There is a lot of buzz for the new sci-fi film District 9 -- even though it has no big-name stars, was made for relatively little money ($30 million) and is directed by a young South African-born director whom few have ever heard of, Neill Blomkamp. It doesn't hurt that Lord of the Rings genius Peter Jackson serves as executive producer. But should you believe all the hype that this is a great, completely original movie? I think that would be a bit of an overstatement, but YES this is a very good movie. And yes, I recommend that all sci-fi fans see it -- those of age of course; it is deservedly rated R for its graphic violence.

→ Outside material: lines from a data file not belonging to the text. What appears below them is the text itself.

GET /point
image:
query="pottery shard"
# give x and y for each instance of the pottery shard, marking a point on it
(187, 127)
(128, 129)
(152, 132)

The movie opens in documentary fashion with the background that decades earlier, a spaceship parked over Johannesburg, South Africa. It turns out the alien occupants fled their planet -- and are now leaderless. So what does the South African government do? Well officials corral them into a huge barbed-wire ghetto shantytown, effectively separating the tall shrimp-looking creatures from the human population. Yep, it's no accident that this movie is set in South Africa -- the apartheid similarities are purposefully clear.
Moving forward to present day, the aliens' camp is now being overseen by a contract company, Multi-National United (MNU). After years of alien population growth and increasing public frustration from the city's humans, Wikus van de Merwe (new-comer Sharlto Copley), is assigned the task of relocating the camp's occupants to a remote and even more-confining location (yes, more societal commentary). Unbeknownst to the field operative, MNU stands to receive tremendous profits if they can make the aliens' advanced weaponry work. But meanwhile, African warlords also occupy the camp -- and have their own plans to control the weaponry (still more societal commentary).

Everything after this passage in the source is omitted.